Dall’altro lato invece potrebbe essere intesa come una soluzione per evitare l’impossibilità sopravvenuta e continuare a corrispondere la prestazione originale. Ovviamente ciò verrà fatto con modalità di svolgimento diverse rispetto a quelle precedentemente pattuite. Tuttavia il contratto sarebbe salvo ed entrambe le parti sarebbero tenute ad adempiere le rispettive obbligazioni. Nulla toglie che le parti potrebbero liberamente accordarsi, anche attraverso una opportuna ridefinizione del corrispettivo. Se però tali modalità “alternative” erano già state previste ed accettate all’ inizio del rapporto, non dovrebbe esservi spazio per l’applicazione dell’art. 1463 c.c.: la retta sarebbe comunque dovuta.

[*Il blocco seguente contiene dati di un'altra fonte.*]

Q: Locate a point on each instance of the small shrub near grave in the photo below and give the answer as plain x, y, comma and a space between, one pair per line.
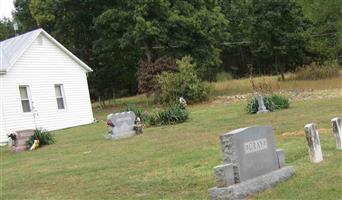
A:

Soluzioni giurisprudenziali
Sul punto la giurisprudenza afferma che «l’impossibilità della prestazione deve consistere, ai fini dell’esonero da responsabilità del debitore, non in una mera difficoltà, ma in un impedimento obiettivo ed assoluto che non possa essere rimosso» (Cass. civ., sez. II, 15 novembre 2013 n. 25777) o «tale da costituire un ostacolo insormontabile all’adempimento non solo per un particolare debitore ma in genere per tutti i soggetti della medesima condizione» ( T.A.R. Milano -Lombardia- sez. II, 21 maggio 2013 n. 1337).
In definitiva, quindi, la sospensione del canone mensile non risulterebbe lecita nel caso in cui l’istituto scolastico si sia attivato per garantire la didattica agli studenti. In tali situazioni sarebbe piuttosto opportuno una rinegoziazione delle condizioni contrattuali.